School children at Firs Estate Primary School will also be taking part in various activities on the day starting with a walking school bus with Derbyshire County Cricket Club’s Freddie the Falcon, and The Right Worshipful, the Mayor of the City of Derby Councillor Jon Whitby. Children will be encouraged to continue to walk to school after the event, and will be issued with pedometers. The class who walks to school the most times over a two week period will receive free tickets to see Derbyshire County Cricket Club play in the NatWest T20 Blast fixture on Tuesday 25th June.
Cabinet Member for Neighbourhoods and Public Protection, Councillor Asaf Afzal said:
“In Derby, we have made it our priority to reduce pollution levels and improve air quality in the city.
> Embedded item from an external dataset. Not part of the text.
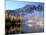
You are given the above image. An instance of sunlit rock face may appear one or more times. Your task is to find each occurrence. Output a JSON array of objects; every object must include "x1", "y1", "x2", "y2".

Air pollution is a serious public health issue, and we all have a part to play. Small changes like walking to school and changing the way we travel to work will all contribute, but it has to be a city-wide effort. We want to encourage people to think about the positive changes they can make in their daily routines, including, walking, cycling or using public transport instead of driving, and hope the day inspires everyone to take positive steps”
The Mayor of Derby, Councillor Jon Whitby added
“We owe it to ourselves and all our fellow citizens, to consider our air quality. If you can make a change in how you commute or get to school, it will have benefits beyond your own health”
Derby is one of five cities across the country mandated by the Government to introduce a Clean Air Zone by 2020. Consultation with key stakeholders will take place over the coming months.